Pakistan’s troop movements bad news for terror fight

? Pakistan began moving thousands of troops from the Afghan border toward India, officials and witnesses said Friday, raising tensions between the nuclear-armed neighbors and possibly undermining the U.S.-backed campaign against al-Qaida and the Taliban.

The country also announced that it was canceling all military leave in the aftermath of last month’s terror attack on the Indian financial capital of Mumbai.

India has blamed Pakistani militants for the terrifying three-day siege; Pakistan has demanded that India back this up with better evidence.

Pakistan’s latest moves were seen as a warning that it would retaliate if India launches air or missile strikes against militant targets on Pakistani soil — rather than as an indication that a fourth war was imminent between the two countries.

The reported decision threatens the critical U.S. foreign policy aim of relying on Pakistan’s military in the global battle against terrorism.

President-elect Barack Obama’s campaign promise to turn around the stalemated war in Afghanistan could be the first casualty of Pakistan’s latest moves, and the frustrated American effort to decimate al-Qaida may be the second.

Pakistan’s sudden military shift catches two administrations in mid-transition, presenting Obama with a dangerous spike in tension that his predecessor has been unable to prevent.

As President George W. Bush found out, the United States can’t wage either fight alone and can’t always persuade even well-meaning allies to set aside their own agendas and domestic politics.

To win in Afghanistan rather than merely hold ground, the United States and its allies must find a way to seal off the militants’ redoubts across the forbidding mountainous border with Pakistan. The U.S. can’t do that without Pakistan’s help, and Pakistani and Afghan militants know it.

Bush administration officials have been shuttling to New Delhi and Islamabad for weeks following the terrorist attacks in Mumbai, India, pleading with both sides not to let well-founded suspicions that the attacks originated in Pakistan become an excuse for new conflict. India and Pakistan have fought three wars, and enmity against the other has been an organizing principle for leaders of each nuclear-armed country.

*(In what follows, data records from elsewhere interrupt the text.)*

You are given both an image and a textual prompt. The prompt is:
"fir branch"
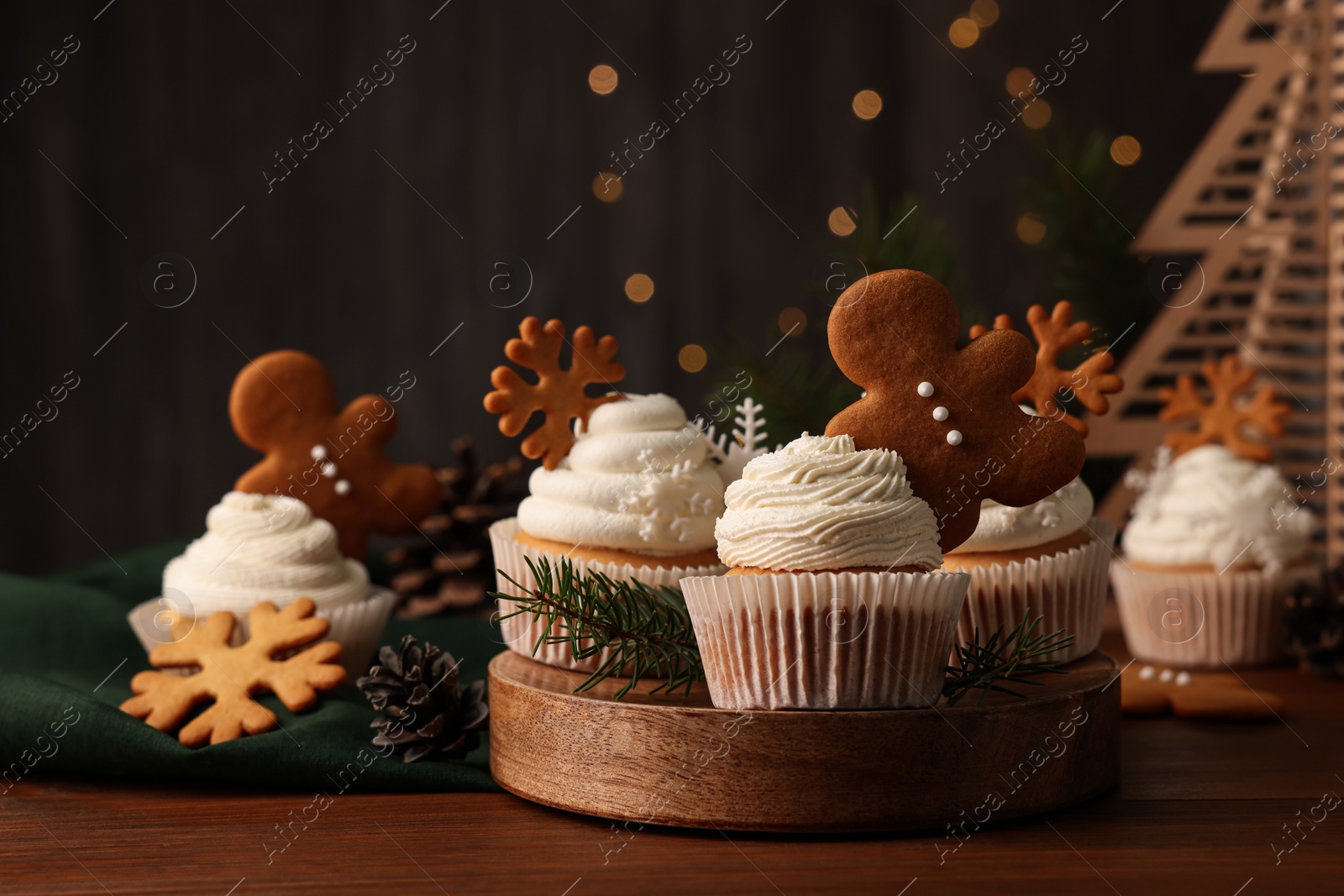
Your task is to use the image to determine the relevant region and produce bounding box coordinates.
[491,558,704,700]
[942,609,1074,706]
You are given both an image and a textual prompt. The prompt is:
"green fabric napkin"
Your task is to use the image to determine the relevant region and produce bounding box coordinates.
[0,542,501,798]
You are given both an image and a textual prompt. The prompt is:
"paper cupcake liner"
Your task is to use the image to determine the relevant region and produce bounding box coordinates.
[1110,558,1319,669]
[681,572,970,710]
[957,517,1116,663]
[491,517,727,672]
[126,587,396,684]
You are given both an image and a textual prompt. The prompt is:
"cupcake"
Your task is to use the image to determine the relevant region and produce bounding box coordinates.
[943,302,1125,663]
[486,317,723,672]
[1110,443,1319,669]
[681,270,1084,710]
[129,491,395,676]
[942,479,1116,663]
[491,395,724,672]
[681,434,969,710]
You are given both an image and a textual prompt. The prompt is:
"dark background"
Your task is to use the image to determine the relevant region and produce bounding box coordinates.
[0,0,1236,572]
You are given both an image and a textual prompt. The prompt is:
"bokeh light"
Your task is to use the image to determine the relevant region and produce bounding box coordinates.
[851,90,882,121]
[948,18,979,47]
[1110,134,1144,166]
[589,65,620,97]
[827,206,858,237]
[970,0,999,29]
[777,305,808,336]
[625,274,654,304]
[593,170,625,203]
[1021,99,1051,129]
[1017,212,1046,246]
[676,343,710,374]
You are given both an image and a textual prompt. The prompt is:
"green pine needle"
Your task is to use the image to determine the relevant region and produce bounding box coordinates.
[942,609,1074,706]
[491,558,1074,706]
[491,558,704,700]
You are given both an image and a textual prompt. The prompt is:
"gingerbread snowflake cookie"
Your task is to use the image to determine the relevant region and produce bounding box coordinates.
[121,598,345,747]
[228,351,439,560]
[827,270,1084,552]
[486,317,625,470]
[1158,354,1292,462]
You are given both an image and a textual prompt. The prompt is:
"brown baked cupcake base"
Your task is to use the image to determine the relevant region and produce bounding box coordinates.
[942,527,1093,572]
[513,531,719,569]
[724,567,927,575]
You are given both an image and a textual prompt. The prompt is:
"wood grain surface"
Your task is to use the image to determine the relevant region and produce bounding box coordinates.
[0,619,1344,896]
[489,650,1120,832]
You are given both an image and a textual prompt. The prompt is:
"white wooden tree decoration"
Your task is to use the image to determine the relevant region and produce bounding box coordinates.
[1087,0,1344,563]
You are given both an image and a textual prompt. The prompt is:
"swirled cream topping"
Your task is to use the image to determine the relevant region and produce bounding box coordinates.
[517,395,723,555]
[948,479,1093,553]
[715,434,942,571]
[1121,445,1315,571]
[164,491,368,616]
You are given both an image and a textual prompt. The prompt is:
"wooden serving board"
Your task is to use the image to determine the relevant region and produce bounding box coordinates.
[489,652,1120,832]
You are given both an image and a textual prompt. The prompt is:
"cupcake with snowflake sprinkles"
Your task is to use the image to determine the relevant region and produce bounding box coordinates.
[681,435,969,710]
[1110,354,1320,669]
[486,317,724,670]
[681,270,1082,710]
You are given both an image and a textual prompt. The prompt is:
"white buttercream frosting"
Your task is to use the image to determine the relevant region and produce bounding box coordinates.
[1121,445,1315,571]
[948,479,1093,553]
[715,434,942,571]
[517,395,723,555]
[164,491,368,616]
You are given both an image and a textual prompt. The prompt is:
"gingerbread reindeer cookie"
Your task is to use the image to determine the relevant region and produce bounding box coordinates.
[970,302,1125,435]
[486,317,625,470]
[827,270,1084,552]
[228,351,439,560]
[1158,354,1292,462]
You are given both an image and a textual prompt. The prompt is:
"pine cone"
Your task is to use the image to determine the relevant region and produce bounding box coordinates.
[386,437,526,619]
[1284,563,1344,679]
[354,636,491,762]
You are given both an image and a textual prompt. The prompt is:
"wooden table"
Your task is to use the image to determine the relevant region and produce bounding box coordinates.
[0,621,1344,896]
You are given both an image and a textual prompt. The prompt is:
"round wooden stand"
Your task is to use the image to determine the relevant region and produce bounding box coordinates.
[489,652,1120,832]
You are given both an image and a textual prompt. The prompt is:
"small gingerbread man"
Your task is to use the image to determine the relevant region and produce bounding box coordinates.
[827,270,1084,552]
[228,351,439,560]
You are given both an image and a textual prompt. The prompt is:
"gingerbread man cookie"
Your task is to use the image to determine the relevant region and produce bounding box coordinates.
[827,270,1084,552]
[228,351,439,560]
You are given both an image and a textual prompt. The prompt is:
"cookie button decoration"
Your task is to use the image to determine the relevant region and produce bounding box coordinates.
[228,351,439,560]
[970,302,1125,435]
[827,270,1084,552]
[486,317,625,470]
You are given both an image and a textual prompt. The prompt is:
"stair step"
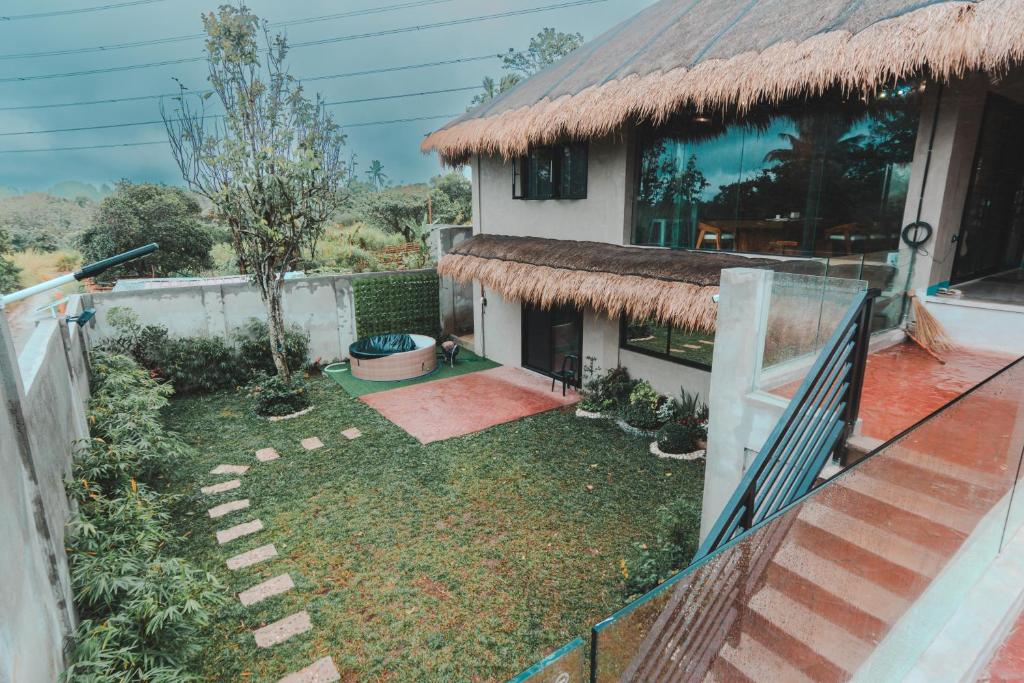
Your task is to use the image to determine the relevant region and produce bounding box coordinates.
[884,442,1013,496]
[769,544,909,642]
[837,472,981,537]
[791,519,930,600]
[858,457,1002,515]
[798,502,946,579]
[705,634,814,683]
[749,587,873,680]
[818,481,964,557]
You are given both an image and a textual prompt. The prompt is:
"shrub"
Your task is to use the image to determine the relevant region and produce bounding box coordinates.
[234,318,309,378]
[154,337,238,394]
[582,366,637,413]
[625,499,700,598]
[249,375,309,418]
[620,401,662,431]
[657,422,703,455]
[63,350,226,681]
[99,306,309,394]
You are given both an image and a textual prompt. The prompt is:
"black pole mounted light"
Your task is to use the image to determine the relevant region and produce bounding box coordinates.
[0,242,160,306]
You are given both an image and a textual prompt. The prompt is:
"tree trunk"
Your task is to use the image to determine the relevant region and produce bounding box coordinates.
[261,273,292,382]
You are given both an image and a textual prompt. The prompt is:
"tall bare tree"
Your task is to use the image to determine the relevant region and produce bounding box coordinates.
[161,5,345,380]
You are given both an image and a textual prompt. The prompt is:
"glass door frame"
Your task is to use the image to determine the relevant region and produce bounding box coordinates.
[520,302,584,387]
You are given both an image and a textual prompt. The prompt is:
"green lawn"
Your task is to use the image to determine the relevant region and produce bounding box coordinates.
[161,379,703,681]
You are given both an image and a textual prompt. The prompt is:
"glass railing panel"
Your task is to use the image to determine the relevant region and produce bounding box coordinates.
[509,638,590,683]
[593,361,1024,681]
[762,271,867,380]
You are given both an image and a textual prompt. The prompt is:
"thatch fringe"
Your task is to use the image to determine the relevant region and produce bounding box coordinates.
[437,254,718,333]
[422,0,1024,163]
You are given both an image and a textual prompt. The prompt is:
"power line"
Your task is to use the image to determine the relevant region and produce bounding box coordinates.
[0,0,456,59]
[0,0,608,83]
[0,114,460,155]
[0,0,167,22]
[0,54,501,112]
[0,85,471,137]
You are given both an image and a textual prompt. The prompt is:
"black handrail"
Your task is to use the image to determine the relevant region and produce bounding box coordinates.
[694,289,881,561]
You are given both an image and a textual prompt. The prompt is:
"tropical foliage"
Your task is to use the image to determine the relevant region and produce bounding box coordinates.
[79,180,213,282]
[162,5,346,380]
[65,351,226,682]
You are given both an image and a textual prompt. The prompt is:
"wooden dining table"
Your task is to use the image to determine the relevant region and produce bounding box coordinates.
[701,218,817,252]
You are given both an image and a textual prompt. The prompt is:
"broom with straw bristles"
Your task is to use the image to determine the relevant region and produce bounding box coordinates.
[906,292,956,364]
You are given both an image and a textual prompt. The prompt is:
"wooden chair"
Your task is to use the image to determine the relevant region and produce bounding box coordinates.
[694,223,736,251]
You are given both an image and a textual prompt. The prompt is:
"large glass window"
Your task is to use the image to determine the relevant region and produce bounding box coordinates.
[632,84,924,255]
[512,142,587,200]
[620,319,715,368]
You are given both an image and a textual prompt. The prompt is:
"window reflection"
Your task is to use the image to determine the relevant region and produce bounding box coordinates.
[633,86,922,255]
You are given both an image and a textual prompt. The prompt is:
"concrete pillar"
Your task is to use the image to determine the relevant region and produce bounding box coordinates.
[700,268,774,541]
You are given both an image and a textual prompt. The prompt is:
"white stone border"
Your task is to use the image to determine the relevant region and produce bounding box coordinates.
[650,441,708,460]
[263,405,316,422]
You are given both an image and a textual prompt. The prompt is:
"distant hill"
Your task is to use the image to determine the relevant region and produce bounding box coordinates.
[0,192,99,249]
[46,180,114,202]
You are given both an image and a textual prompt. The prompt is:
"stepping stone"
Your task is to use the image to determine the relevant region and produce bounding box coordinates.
[217,519,263,546]
[256,449,281,463]
[210,465,249,474]
[239,573,295,607]
[227,543,278,571]
[279,657,341,683]
[207,498,249,519]
[253,609,313,647]
[200,479,242,496]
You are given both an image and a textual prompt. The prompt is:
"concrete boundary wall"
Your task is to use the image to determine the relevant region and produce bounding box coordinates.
[88,268,443,361]
[0,297,89,683]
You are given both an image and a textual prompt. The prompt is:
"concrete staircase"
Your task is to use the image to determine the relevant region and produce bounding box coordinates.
[705,446,1009,683]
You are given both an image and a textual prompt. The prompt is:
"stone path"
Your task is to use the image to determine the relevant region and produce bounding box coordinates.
[210,465,249,474]
[280,657,341,683]
[239,573,295,607]
[217,519,263,545]
[200,440,344,683]
[200,479,242,496]
[253,609,313,647]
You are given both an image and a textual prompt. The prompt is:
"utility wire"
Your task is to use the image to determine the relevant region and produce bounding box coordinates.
[0,0,167,22]
[0,54,501,112]
[0,0,455,59]
[0,85,471,137]
[0,114,460,155]
[0,0,608,83]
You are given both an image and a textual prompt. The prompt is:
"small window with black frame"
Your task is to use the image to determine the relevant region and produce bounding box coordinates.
[620,319,715,369]
[512,142,587,200]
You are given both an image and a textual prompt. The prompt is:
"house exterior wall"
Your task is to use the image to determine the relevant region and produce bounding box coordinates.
[473,137,628,245]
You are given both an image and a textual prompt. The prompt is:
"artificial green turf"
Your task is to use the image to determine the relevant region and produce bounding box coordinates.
[161,379,703,683]
[319,349,499,398]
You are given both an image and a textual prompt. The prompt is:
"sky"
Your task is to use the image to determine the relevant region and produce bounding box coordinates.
[0,0,653,191]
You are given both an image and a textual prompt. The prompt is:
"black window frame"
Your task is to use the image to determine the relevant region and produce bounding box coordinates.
[618,316,712,372]
[512,142,590,201]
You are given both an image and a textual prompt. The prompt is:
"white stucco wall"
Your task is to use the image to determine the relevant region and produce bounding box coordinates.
[473,137,629,245]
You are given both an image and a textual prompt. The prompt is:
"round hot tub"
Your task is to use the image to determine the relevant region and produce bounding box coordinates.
[348,335,437,382]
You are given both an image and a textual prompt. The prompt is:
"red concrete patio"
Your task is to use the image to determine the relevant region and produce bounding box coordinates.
[360,368,580,443]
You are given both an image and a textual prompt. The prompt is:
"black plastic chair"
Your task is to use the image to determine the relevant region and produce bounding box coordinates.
[551,354,580,396]
[441,344,462,368]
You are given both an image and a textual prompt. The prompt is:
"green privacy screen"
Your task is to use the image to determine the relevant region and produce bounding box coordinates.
[352,272,440,339]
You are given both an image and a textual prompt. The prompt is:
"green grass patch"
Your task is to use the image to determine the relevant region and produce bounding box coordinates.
[323,349,499,398]
[161,379,703,682]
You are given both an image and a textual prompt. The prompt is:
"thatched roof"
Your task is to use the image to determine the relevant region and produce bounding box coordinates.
[423,0,1024,163]
[437,234,779,332]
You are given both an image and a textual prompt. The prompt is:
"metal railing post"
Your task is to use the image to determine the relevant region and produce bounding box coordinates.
[838,289,882,467]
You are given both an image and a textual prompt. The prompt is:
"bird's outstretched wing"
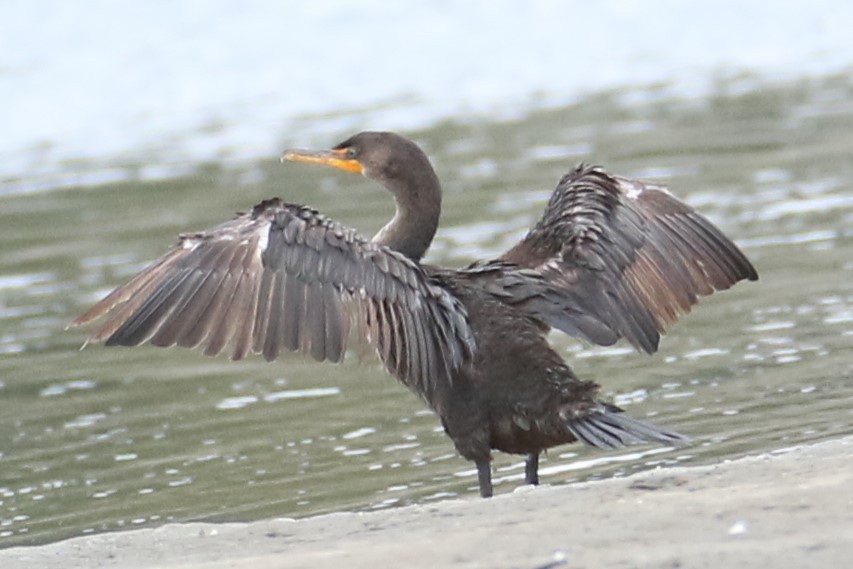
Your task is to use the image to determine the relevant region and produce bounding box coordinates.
[502,165,758,353]
[71,199,473,392]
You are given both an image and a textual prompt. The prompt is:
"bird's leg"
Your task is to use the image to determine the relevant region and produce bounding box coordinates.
[524,452,539,486]
[475,458,492,498]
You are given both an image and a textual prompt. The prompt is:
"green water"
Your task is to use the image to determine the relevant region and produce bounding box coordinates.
[0,77,853,547]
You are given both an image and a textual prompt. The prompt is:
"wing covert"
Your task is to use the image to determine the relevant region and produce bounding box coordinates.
[72,199,473,388]
[502,165,758,353]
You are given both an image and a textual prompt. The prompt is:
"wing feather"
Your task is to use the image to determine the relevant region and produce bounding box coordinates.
[500,165,758,352]
[72,199,474,392]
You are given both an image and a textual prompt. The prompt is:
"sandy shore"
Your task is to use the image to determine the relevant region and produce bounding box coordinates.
[0,437,853,569]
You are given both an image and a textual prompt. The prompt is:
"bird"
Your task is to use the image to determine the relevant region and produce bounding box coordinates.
[69,131,758,497]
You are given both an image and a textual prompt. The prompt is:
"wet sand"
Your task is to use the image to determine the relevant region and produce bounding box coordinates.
[0,437,853,569]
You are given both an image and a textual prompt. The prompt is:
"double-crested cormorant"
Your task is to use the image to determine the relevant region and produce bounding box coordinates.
[72,132,758,497]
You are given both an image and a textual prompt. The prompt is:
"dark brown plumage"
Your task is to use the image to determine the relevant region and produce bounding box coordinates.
[72,132,758,496]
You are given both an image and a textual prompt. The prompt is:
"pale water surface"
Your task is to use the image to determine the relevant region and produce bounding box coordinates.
[0,1,853,547]
[0,77,853,545]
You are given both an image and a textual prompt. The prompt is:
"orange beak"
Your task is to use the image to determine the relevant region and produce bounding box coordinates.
[281,148,364,174]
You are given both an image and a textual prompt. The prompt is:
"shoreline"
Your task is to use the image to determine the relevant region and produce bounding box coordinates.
[0,436,853,569]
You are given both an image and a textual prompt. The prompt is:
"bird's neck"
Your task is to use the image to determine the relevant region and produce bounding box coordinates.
[373,174,441,261]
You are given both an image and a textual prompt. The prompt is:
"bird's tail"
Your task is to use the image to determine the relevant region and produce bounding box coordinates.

If Pakistan yanks fighting forces away from what the U.S. considers the good war against terrorism in the tribal areas bordering Afghanistan, it will bear out U.S. fears of a ripple effect and show how easily militants can exploit the old rivalry.

“We hope that both sides will avoid taking steps that will unnecessarily raise tensions during these already tense times,” White House spokesman Gordon Johndroe said Friday.

“It would be really disastrous at this point if there was even a mini-war, because Pakistan is already overwhelmed with what’s going on domestically,” said Frederick Barton, a security expert at the Center for Strategic and International Studies.

“They really have lost their ability to control large parts of their country,” he said.

U.S. intelligence and military officials were still trying to determine if the reported troop movements were true, and, if so, what Pakistan’s intent may be. And they cautioned that the reports may be aimed more as a warning to India not to launch missile strikes against militant targets on its territory.